Nine months. I suppose it doesn’t seem like the longest time in the world,
until you really think about how much happens. It’s enough for an entirely new
human being to develop and be born. Nine months to exist. And yet I feel like the last nine months is when I’ve
finally felt like it.
I came home and realized the truth.
Everything had changed – to me. But
everything here was exactly the same as I’d left it. Family and friends
behaving the same as they always had, the same problems they work hard to chip
away at until solved. I put on the best face I knew they liked to see, but deep
down it was I who had changed completely.
Being out in the Antarctic when it
was hospitable was an awe-inspiring experience; when inhospitable, it was
intensely humbling. There nature is so raw, barely touched by mankind, left to
its own devices, beauty isn’t the exception,
it’s not an option, it is the only choice. Beauty is all that land is,
and to attempt to chain it in the society of mankind is your own undoing.
One of my nights there I stepped outside
and looked up at the stars, and damn near felt like I’d have fallen up into
space if I’d have jumped. There is nothing on that continent but majesty, after
nine months there that’s what I can tell you people research down there. Dress
it up in whatever science or math you like, but Antarctica is an embodiment of
this universe. What those people down there are studying is art, plain and
simple.
From the few species of animal life
that capably survive it to the abandoned whaling cities that evidence our
inability to handle what nature is, I learned who I am down there without
society telling me who to be.
I learned that I am a human being
who gives a great big damn about this world that we human beings so desperately
need. As a species we walk around like the mountains and wildlife were left
here to decorate our path, but the closer we get to bleeding the planet dry the
more I realize we aren’t hurting it at all.

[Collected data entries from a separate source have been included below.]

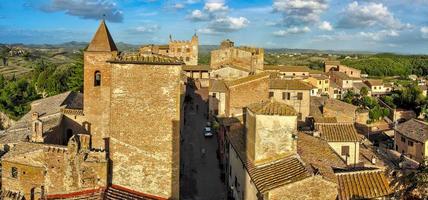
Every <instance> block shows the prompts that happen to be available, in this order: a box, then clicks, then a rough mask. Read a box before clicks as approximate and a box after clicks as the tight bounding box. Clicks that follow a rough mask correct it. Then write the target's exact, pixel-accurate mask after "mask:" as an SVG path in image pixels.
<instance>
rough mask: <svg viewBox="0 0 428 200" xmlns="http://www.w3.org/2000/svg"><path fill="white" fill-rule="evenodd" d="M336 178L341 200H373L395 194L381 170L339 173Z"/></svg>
mask: <svg viewBox="0 0 428 200" xmlns="http://www.w3.org/2000/svg"><path fill="white" fill-rule="evenodd" d="M336 176H337V180H338V182H339V200H348V199H373V198H378V197H384V196H388V195H390V194H392V193H393V190H392V189H391V188H390V187H389V183H388V180H387V179H386V177H385V175H384V173H383V172H382V171H380V170H371V171H359V172H358V171H357V172H347V173H338V174H336Z"/></svg>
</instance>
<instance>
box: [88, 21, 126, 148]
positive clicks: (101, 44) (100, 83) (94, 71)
mask: <svg viewBox="0 0 428 200" xmlns="http://www.w3.org/2000/svg"><path fill="white" fill-rule="evenodd" d="M117 53H118V51H117V48H116V45H115V43H114V41H113V38H112V37H111V35H110V32H109V30H108V28H107V26H106V24H105V21H104V20H103V21H101V24H100V26H99V28H98V30H97V32H96V33H95V36H94V38H93V39H92V41H91V43H90V44H89V46H88V48H87V49H86V50H85V52H84V86H83V87H84V98H83V104H84V112H85V116H86V119H87V121H88V122H89V123H90V128H89V129H90V133H91V135H92V148H95V149H104V148H105V146H104V140H103V138H107V137H108V136H109V131H110V127H109V122H110V87H111V67H110V63H107V62H106V61H107V60H111V59H112V58H114V57H116V56H117Z"/></svg>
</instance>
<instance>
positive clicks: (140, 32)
mask: <svg viewBox="0 0 428 200" xmlns="http://www.w3.org/2000/svg"><path fill="white" fill-rule="evenodd" d="M160 28H161V27H160V26H159V25H157V24H152V25H145V26H138V27H136V28H135V29H134V30H133V31H131V32H132V33H138V34H141V33H155V32H157V31H159V30H160Z"/></svg>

We’re the ones that put value in a
handful of resources that it produces, we’re the ones that go around saying we
have to keep the earth in good shape for our children for generations to come;
yet we can’t guarantee our bloodlines will continue, and we can’t guarantee we
can change anything for this earth.
This earth doesn’t need us any more
than we need a diamond on our finger. Watching the wind blow the snow against a
herd of penguins tells you all you need to know. This earth has a beautiful,
terrible personality that is as expressive as it is apathetic to the creatures
that eke out a living over its surface. The earth doesn’t evolve to us, we have
to evolve to it, and I think that right there is exactly what people shouldn’t
ever forget.
I learned a lot about being a human
being there, about how I think about everything and yet it’s all so trivial
when you imagine how we’ll all be dead and eventually the human race will also
be dead and everything that we think is important won’t matter to anyone. There
won’t be anyone for it to matter. And
perhaps it’s just as well.
Everything ends, and I’m just here
to enjoy it while I can, while there’s something to enjoy. I watched the penguins and other life there, and now that
I’m back I more carefully observe animals here too. They’re all the same,
really. They’re not out to war with each other over things they’ve made up in
their minds. They find no importance in anything they don’t directly need.
I’ve grown to think of myself simply
as a mammal on this earth, looking for my own place to be, and to be myself
within it. I exist, and if that isn’t enough for anyone, then what is?